Latest Science on Health: Gut Healing

Jay Stillman

3 min read


gutAt Stillman and Friedland we work hard so our clients get the financial recovery they deserve. Another way we go the extra mile for our clients is by offering the latest scientific information for physical and emotional well-being, so that our clients can make the fullest total recovery possible.

We have been encouraging our clients to explore the most cutting-edge piece of the health puzzle, the gut microbiome. In a previous post, we introduced the main concepts behind this exciting new area of research, and how your gut bacteria are an essential component of your well-being. If you have experienced a traumatic injury and have been prescribed anti-biotics, or you know your diet could use some improvement, this information can transform your healing process.

To review briefly, the makeup of the bacterial environment in your intestines influences many processes in your body. For example, serotonin, a feel-good hormone, is produced mostly (80%) in your gut, when you have a good balance of various types of bacteria. On the other hand, inflammation is aggravated by an imbalance in the variety of bacteria.

What we have been learning in the last few years is not only the influence of our bacterial colonies but how to change, expand and improve the composition of our essential bacteria for the better. The good news is that a rapid change in gut flora is possible by reversing the negative influences of diet, environment and anti-biotics. A better gut microbiome gives you a feeling of well-being, better nutrient absorption, lower risk of colon cancer, relief from headaches and many other benefits.

Antibiotic drugs, exposure to chlorine, and poor diet can kill off the more beneficial bacteria and lead to the overgrowth of inflammatory bacteria. For example, research indicates that the predominance of certain bacteria increases inflammation. Prevotella bacteria seems to be a causal factor in arthritis, but by changing your diet you can counter this problem and help yourself feel better without resorting to drugs.

You can affect a change in your gut microbiome in several ways:

  1. Diet:
    • reduce or omit sugars and empty carbohydrates, which feed the “bad bugs”
    • increase beneficial fats such as olive oil, butter, coconut oil, avocado, nuts (not peanuts), and animal fats from organic meats to repress the growth of inflammatory bacteria
    • add in prebiotics — mostly vegetable sources of soluble fibers inulin and oligofructose which feed the helpful bacteria in your gut
  2. Eliminate sanitary panic and reduce exposure to agents which kill beneficial bacteria:
    1. Use antibiotics only when necessary—to treat severe bacterial infection, or in cases where your doctor determines a preventive approach is warranted such as extensive burns or surgery. Never take antibiotics for viral infections, against which they are useless.
    2. Use a water filter that removes bacteria-killing chlorine from your tap water.
    3. Sparing use of antibacterial agents is best. These include hand sanitizer and kitchen or bathroom sprays. Opt for vinegar as opposed to bleach-based products.
  3. Last and most powerfully, increase your beneficial bacteria directly:
    1. Eat probiotic fermented foods such as homemade sauerkraut and pickles, unsweetened yogurt with active cultures, kimchee, kombucha, and kefir. These are also very helpful for children at an early age and have been shown to be protective against ASD and ADHD.
    2. Add probiotics as a diet supplement
    3. Change your gut flora by direct application — this is a powerful way to fight recurrent C-dif and conditions such as Crohn’s disease and IBS.
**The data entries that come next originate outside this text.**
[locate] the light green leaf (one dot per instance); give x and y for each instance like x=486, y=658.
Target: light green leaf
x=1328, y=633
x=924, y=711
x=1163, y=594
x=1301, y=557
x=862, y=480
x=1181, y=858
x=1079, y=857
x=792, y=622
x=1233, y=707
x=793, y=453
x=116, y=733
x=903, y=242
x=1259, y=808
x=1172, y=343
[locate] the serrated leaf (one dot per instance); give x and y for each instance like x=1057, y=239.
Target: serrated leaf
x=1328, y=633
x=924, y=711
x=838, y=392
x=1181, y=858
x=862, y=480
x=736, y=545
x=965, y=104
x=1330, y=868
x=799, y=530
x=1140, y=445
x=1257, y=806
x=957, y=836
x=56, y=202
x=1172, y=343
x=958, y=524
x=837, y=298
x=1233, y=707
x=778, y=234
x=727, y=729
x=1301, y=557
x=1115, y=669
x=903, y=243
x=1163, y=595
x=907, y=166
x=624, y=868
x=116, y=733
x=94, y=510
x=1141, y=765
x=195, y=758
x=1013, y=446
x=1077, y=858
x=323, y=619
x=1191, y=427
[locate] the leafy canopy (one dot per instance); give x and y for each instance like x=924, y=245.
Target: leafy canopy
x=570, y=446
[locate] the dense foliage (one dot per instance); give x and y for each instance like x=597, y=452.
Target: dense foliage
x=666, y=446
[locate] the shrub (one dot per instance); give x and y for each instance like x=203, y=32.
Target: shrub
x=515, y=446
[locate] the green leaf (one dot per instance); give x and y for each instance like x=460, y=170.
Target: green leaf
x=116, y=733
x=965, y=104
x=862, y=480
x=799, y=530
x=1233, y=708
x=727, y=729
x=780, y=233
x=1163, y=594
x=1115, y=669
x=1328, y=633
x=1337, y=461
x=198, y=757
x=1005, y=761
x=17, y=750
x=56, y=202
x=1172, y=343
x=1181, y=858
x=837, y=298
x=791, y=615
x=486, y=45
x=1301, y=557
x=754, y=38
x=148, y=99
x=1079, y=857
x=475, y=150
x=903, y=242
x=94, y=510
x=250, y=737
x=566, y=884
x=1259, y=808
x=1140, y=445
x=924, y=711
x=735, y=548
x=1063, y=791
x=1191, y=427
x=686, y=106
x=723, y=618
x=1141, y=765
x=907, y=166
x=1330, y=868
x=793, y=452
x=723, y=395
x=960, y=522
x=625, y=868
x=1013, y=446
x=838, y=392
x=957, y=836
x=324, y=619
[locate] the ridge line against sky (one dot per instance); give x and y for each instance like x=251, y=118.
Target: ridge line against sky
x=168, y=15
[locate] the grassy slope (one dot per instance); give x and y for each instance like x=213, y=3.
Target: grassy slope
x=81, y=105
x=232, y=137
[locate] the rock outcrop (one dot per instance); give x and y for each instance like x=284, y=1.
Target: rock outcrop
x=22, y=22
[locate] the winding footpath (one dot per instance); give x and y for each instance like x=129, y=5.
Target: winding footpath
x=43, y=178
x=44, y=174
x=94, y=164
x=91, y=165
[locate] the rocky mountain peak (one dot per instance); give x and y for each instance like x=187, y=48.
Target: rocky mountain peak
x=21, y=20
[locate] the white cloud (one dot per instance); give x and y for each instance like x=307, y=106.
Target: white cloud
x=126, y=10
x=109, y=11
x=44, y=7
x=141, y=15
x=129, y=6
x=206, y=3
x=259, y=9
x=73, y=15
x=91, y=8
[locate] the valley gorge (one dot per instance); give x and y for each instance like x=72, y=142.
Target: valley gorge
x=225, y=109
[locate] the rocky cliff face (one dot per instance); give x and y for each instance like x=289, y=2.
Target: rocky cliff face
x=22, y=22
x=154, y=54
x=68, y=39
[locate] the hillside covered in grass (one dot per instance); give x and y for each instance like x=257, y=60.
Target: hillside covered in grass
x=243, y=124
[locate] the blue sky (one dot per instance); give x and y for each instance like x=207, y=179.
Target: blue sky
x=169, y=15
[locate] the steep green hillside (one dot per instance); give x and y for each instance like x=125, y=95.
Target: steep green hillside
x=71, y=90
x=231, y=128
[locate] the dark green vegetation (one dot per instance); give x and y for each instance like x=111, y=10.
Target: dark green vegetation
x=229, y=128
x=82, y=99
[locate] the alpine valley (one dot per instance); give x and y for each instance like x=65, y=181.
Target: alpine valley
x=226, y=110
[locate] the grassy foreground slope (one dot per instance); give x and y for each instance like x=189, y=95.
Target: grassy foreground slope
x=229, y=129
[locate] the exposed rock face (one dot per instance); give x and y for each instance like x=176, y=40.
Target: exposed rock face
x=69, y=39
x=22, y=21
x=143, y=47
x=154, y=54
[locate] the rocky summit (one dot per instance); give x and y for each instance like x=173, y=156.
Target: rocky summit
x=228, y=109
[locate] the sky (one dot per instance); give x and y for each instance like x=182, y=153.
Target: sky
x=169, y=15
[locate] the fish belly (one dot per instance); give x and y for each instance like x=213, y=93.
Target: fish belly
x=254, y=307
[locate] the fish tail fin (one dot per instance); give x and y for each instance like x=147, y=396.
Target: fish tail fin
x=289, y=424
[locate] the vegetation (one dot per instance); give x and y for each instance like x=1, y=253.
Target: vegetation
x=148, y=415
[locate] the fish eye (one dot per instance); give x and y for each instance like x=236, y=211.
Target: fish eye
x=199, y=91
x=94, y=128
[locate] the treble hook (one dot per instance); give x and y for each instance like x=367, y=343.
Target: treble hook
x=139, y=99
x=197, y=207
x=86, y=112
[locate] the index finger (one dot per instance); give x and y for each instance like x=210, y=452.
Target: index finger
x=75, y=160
In summary, our gut microbiome is a crucial and dynamic part of our well-being. Having a bountiful array of beneficial bacteria is an essential part of recovering and maintaining health. We also have simple but powerful tools to make radical and rapid changes for the better—in only a few days will get you on the road to recovery.

* This blog entry should not be construed as medical advice or treatment for any specific condition. Only a licensed medical professional can properly diagnose and treat medical conditions. If you have any question regarding your health, please consult with your healthcare provider.